In Italia, ancora oggi, nonostante ci siano degli spostamenti assolutamente irrilevanti, si dice che i migranti vanno respinti per questioni di sicurezza. Ci si dimentica che, invece, molto spesso i migranti, a prescindere del fatto che siano rifugiati o meno, sono persone che cercano condizioni migliori per loro e le loro famiglie. E che vogliono scappare da condizioni di instabilità e, soprattutto, di mancanza di sicurezza personale.

Parlando di solidarietà europea, lei, direttore Soda, crede che sia ancora possibile una riforma del regolamento Dublino?
È difficile dirlo prima dei risultati elettorali. Detto ciò, non posso credere che non sia possibile. È troppo importante per tutte le questioni che riguardano la mobilità inter-europea e la gestione delle frontiere comuni. Inoltre, è necessaria per iniziare a sviluppare politiche migratorie e di asilo europee che sono fondamentali per poter dialogare in un modo più efficace con i Paesi di transito e d’origine e per sviluppare politiche europee nei confronti di quei Paesi, non solo da un punto di vista migratorio ma anche per ciò che riguarda i contesti socio-economici, il cambiamento climatico. Per fare tutto questo, non dico che il regolamento Dublino vada risolto, ma quanto meno sviluppato.
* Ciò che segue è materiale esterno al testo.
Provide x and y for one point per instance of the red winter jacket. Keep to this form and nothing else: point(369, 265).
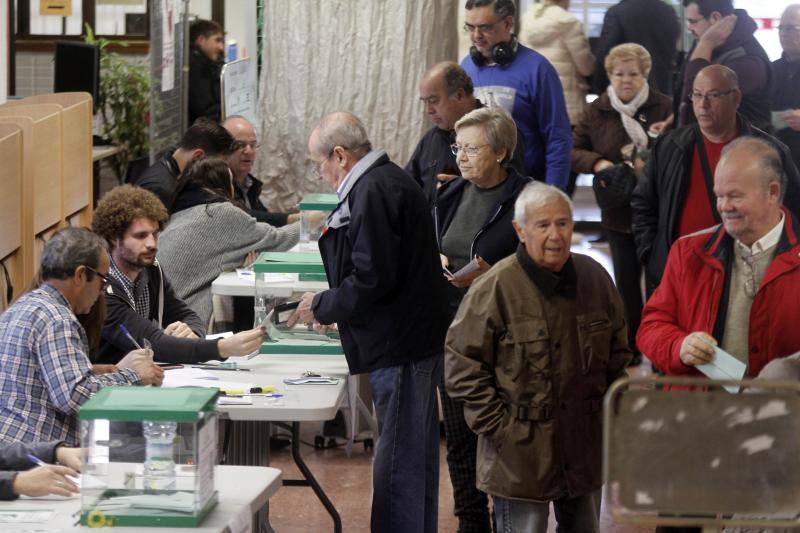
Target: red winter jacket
point(688, 297)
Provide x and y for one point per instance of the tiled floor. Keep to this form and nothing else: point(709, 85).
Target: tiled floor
point(348, 483)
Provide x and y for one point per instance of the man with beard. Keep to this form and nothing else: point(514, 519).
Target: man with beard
point(141, 298)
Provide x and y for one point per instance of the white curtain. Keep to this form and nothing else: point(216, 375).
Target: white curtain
point(366, 57)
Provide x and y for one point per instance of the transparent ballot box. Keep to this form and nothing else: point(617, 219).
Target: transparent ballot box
point(282, 267)
point(148, 457)
point(314, 210)
point(299, 339)
point(696, 455)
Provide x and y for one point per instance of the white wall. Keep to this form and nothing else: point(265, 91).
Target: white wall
point(3, 51)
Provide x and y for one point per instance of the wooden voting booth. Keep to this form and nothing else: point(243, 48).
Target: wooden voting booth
point(46, 179)
point(703, 457)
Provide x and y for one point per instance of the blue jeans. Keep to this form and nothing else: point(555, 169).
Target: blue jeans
point(573, 515)
point(405, 469)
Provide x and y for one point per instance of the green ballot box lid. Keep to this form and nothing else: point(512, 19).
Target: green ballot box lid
point(289, 263)
point(149, 403)
point(319, 202)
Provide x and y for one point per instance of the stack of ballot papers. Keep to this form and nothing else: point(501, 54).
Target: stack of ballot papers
point(197, 377)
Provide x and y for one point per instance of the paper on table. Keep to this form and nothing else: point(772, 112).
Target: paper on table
point(223, 335)
point(24, 516)
point(724, 366)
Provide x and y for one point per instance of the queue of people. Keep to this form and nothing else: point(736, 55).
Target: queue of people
point(455, 273)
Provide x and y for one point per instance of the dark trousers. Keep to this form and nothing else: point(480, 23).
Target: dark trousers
point(627, 276)
point(471, 505)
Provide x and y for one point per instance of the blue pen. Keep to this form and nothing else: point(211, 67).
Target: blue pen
point(125, 331)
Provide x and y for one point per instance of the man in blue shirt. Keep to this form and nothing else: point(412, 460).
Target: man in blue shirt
point(522, 81)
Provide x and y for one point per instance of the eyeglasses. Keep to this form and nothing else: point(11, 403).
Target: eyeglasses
point(317, 170)
point(471, 151)
point(103, 277)
point(711, 96)
point(240, 145)
point(483, 28)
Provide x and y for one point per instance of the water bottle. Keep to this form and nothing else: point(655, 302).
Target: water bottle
point(159, 464)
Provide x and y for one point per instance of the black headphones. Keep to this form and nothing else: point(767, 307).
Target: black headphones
point(502, 53)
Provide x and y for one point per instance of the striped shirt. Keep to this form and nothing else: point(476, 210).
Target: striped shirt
point(45, 374)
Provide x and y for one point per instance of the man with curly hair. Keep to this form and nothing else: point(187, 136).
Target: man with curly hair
point(141, 298)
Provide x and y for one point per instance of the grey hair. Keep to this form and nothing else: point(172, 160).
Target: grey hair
point(502, 8)
point(767, 157)
point(454, 77)
point(342, 129)
point(535, 195)
point(498, 127)
point(70, 248)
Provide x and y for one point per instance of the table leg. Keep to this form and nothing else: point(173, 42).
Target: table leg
point(309, 479)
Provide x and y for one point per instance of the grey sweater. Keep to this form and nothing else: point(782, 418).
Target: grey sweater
point(201, 242)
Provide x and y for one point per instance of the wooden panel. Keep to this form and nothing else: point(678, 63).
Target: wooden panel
point(43, 152)
point(76, 127)
point(11, 185)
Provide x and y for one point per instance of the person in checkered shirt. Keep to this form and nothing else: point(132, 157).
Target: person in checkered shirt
point(45, 373)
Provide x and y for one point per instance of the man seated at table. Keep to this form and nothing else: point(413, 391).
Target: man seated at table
point(246, 187)
point(18, 478)
point(734, 285)
point(139, 295)
point(45, 374)
point(203, 138)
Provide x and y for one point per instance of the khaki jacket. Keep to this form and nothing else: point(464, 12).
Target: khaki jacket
point(532, 372)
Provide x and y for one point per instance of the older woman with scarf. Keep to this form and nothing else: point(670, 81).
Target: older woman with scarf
point(613, 129)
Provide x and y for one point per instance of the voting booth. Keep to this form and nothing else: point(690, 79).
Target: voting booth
point(703, 456)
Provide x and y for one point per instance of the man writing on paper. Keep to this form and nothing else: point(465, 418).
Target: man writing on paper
point(736, 284)
point(140, 296)
point(388, 298)
point(45, 373)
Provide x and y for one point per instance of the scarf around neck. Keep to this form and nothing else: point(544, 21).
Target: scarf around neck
point(626, 112)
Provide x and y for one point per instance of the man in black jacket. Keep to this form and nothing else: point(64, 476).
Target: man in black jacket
point(246, 187)
point(675, 195)
point(387, 297)
point(203, 138)
point(141, 298)
point(207, 39)
point(724, 36)
point(650, 23)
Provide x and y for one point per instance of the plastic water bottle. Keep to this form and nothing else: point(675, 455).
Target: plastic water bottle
point(159, 464)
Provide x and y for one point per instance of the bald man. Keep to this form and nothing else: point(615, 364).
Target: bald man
point(675, 196)
point(246, 187)
point(446, 93)
point(387, 295)
point(734, 285)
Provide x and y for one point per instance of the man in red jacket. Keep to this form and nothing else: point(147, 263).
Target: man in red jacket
point(734, 285)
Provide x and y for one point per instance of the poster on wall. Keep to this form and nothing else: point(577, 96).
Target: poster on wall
point(59, 8)
point(168, 45)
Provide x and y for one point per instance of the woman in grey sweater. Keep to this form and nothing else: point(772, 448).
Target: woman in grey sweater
point(208, 234)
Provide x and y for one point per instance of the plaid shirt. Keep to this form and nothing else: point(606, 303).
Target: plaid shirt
point(45, 374)
point(137, 291)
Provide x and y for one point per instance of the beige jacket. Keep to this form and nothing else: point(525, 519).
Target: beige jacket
point(558, 35)
point(532, 371)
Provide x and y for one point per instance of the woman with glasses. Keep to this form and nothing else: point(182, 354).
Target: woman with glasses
point(208, 233)
point(472, 215)
point(613, 129)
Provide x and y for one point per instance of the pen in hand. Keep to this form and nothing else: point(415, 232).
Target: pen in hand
point(125, 332)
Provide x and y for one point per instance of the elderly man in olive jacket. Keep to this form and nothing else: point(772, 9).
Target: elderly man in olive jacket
point(535, 344)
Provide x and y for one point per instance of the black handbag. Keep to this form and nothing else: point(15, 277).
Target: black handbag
point(613, 186)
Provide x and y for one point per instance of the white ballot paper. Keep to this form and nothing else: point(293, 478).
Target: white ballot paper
point(724, 366)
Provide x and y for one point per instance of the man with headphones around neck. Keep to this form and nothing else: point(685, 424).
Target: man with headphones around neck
point(510, 75)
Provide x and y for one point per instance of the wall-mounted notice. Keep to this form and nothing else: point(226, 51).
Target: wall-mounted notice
point(239, 89)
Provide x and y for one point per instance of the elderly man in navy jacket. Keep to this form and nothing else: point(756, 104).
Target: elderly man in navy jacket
point(387, 296)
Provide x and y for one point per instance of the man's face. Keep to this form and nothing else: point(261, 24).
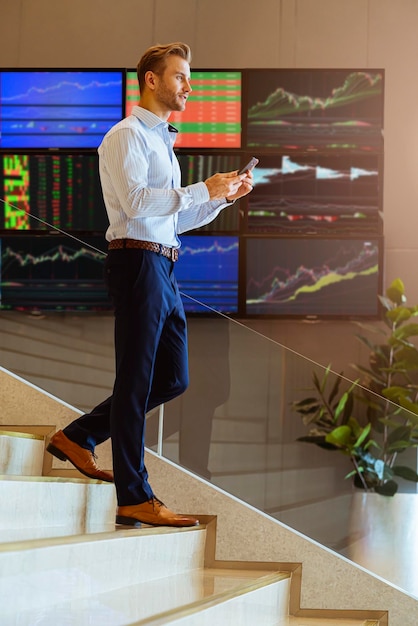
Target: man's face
point(173, 85)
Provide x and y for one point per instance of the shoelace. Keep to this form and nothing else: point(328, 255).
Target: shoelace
point(155, 501)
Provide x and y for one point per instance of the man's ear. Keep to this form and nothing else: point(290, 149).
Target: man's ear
point(150, 79)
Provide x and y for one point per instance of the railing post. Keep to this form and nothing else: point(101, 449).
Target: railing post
point(160, 430)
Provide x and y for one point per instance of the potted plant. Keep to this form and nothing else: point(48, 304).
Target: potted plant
point(376, 421)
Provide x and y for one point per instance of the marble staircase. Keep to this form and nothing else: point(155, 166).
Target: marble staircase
point(63, 561)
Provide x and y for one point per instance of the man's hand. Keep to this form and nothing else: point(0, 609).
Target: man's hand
point(229, 185)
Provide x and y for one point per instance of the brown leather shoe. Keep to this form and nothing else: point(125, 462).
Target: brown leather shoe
point(153, 512)
point(84, 460)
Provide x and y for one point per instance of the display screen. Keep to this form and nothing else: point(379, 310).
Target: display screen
point(59, 108)
point(313, 193)
point(52, 273)
point(313, 277)
point(51, 190)
point(315, 109)
point(212, 118)
point(207, 273)
point(198, 167)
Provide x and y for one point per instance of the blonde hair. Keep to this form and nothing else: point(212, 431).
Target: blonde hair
point(154, 59)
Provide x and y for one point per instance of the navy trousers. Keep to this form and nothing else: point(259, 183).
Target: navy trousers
point(151, 364)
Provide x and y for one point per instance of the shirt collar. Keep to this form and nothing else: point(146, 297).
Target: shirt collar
point(150, 119)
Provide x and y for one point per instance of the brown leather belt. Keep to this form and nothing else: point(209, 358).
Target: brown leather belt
point(121, 244)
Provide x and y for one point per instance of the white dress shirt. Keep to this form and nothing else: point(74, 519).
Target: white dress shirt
point(141, 183)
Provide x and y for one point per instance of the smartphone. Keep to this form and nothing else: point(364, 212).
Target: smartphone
point(250, 165)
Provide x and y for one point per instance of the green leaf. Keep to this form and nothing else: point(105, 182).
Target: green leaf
point(396, 291)
point(340, 436)
point(398, 315)
point(363, 435)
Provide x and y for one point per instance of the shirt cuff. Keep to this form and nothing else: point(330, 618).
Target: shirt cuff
point(199, 193)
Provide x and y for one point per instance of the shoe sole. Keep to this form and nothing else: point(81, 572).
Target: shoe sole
point(128, 521)
point(136, 523)
point(63, 457)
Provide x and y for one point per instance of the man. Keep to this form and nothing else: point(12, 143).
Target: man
point(147, 209)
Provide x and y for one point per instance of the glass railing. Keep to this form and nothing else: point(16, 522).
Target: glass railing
point(240, 424)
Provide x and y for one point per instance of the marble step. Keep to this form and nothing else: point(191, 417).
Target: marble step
point(38, 574)
point(36, 507)
point(200, 596)
point(291, 620)
point(21, 454)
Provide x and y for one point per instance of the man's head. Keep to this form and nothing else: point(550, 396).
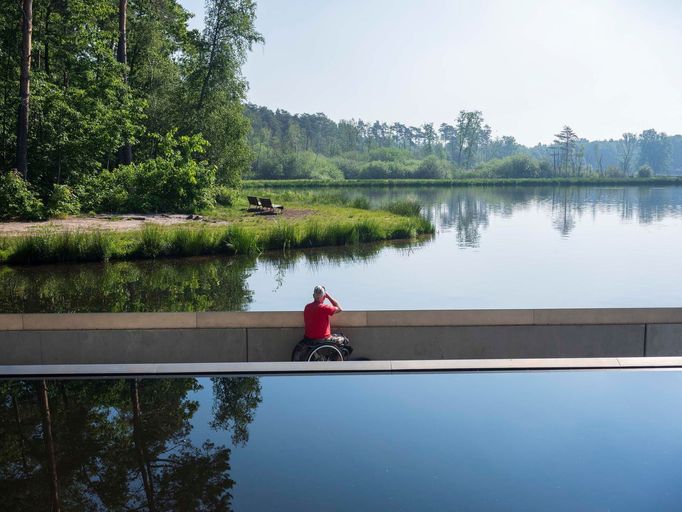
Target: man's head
point(319, 293)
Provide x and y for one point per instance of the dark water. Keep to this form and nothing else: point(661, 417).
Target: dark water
point(521, 247)
point(592, 440)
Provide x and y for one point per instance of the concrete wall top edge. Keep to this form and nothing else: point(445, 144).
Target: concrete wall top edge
point(11, 322)
point(97, 321)
point(284, 319)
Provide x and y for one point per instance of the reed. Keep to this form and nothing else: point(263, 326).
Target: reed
point(404, 208)
point(157, 242)
point(464, 182)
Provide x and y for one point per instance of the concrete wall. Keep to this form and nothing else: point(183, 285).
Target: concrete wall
point(377, 335)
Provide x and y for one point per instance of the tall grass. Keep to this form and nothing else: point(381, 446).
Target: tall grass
point(157, 242)
point(404, 207)
point(464, 182)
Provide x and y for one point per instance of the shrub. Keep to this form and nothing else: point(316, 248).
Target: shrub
point(240, 241)
point(613, 172)
point(103, 192)
point(361, 203)
point(174, 181)
point(17, 199)
point(432, 168)
point(225, 196)
point(152, 243)
point(63, 202)
point(645, 172)
point(404, 207)
point(515, 166)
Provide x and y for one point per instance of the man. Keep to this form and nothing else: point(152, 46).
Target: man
point(316, 315)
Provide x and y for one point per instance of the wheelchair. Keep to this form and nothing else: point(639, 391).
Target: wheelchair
point(336, 348)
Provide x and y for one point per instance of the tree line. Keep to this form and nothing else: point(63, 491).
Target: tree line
point(113, 105)
point(313, 146)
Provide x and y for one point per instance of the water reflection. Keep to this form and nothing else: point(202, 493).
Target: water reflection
point(194, 284)
point(467, 210)
point(495, 247)
point(119, 445)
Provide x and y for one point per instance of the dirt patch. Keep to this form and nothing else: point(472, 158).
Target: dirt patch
point(130, 222)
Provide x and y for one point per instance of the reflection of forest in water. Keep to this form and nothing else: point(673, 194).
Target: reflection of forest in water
point(467, 210)
point(222, 283)
point(191, 284)
point(120, 444)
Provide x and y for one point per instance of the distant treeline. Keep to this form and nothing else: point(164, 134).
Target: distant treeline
point(312, 146)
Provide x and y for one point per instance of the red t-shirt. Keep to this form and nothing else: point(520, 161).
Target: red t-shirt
point(316, 317)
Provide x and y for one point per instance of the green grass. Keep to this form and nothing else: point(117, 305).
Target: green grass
point(404, 207)
point(462, 182)
point(236, 239)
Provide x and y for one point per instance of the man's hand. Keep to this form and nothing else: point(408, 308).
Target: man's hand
point(333, 301)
Ritornando alla sicurezza, nel 2015 l’Europa ha risposto alla crisi del Mediterraneo con l’Operazione militare Sofia il cui mandato si è concluso il 31 marzo. Considerando che il Nord Africa è ancora instabile, quanto è importante, secondo lei, direttore Soda, che il prossimo Parlamento europeo faccia pressione sul Consiglio per rifinanziare Sofia o un’analoga missione militare?
Ogni opportunità che abbiamo per avere un approccio multilaterale va esaminata e sfruttata al meglio. Soprattutto perché oggi realizzare i soccorsi è sempre più difficile: nel Mediterraneo non si sa quali siano i porti sicuri e i luoghi di sbarco. Nel giro di quattro anni siamo passati da un approccio olistico e pro-attivo (e qui mi riferisco all’operazione Mare Nostrum), con molti attori quali la guardia costiera, le Ong, le navi militari, a una situazione dove praticamente non c’è più una presenza stabile di nessuno per realizzare i soccorsi. È tutto fermo e non ci sono gli strumenti e la volontà politica per evitare disastri. Anche se io credo che oggi nel Mediterraneo non ci siano più le condizioni del 2015, che hanno fatto sì che nel giro di così poco tempo si spostassero così tante persone, il naufragio di un barcone con 400 o 500 persone a bordo purtroppo non ci sorprenderebbe.

Secondo lei, direttore Soda, che tipo di migrazione dovrà affrontare l’Europa nei prossimi cinque anni? E quali sono gli strumenti indispensabili di cui si deve dotare?
Ci sono ancora contesti molto fragili in regioni e Paesi molto vicini all’Europa e quindi penso che continueranno ad esserci queste pressioni sui confini esterni europei. Si tratta dei cosiddetti flussi misti, ovvero di persone che hanno diritto alla protezione internazionale e altri che non hanno ovviamente diritto a questo tipo di protezione. Fare la distinzione diventerà sempre più difficile e ciò porrà dei problemi ai sistemi giuridici internazionali e nazionali e, ovviamente, si tratta di questioni che nessun singolo Paese europeo può o dovrebbe affrontare da solo. Quindi torniamo alla questione della solidarietà e della necessità di gestire insieme non solo i confini ma anche cosa succede dentro l’Unione. Si tratta di una distribuzione delle responsabilità. Inoltre, le politiche estere dovranno essere in grado di anticipare le crisi e di cercare di fare in modo che queste non si realizzino.

In un modo o nell’altro la fluidità delle persone continuerà e aumenterà. La questione è quindi se continueremo a cercare di resistere a questo fenomeno o sceglieremo di impegnarci insieme per cercare di ridurre i rischi e massimizzare i benefici. Ma per ora mi sembra difficile. L’atmosfera è molto tesa e l’elettorato è sempre più polarizzato. Non riusciamo a fare nessun passo avanti nemmeno per cercare di creare un’immigrazione regolare, nonostante la realtà demografica dell’Europa. E siamo arrivati al punto che quando si tratta di distribuire lo sbarco di 49 persone intervengono sette Nazioni.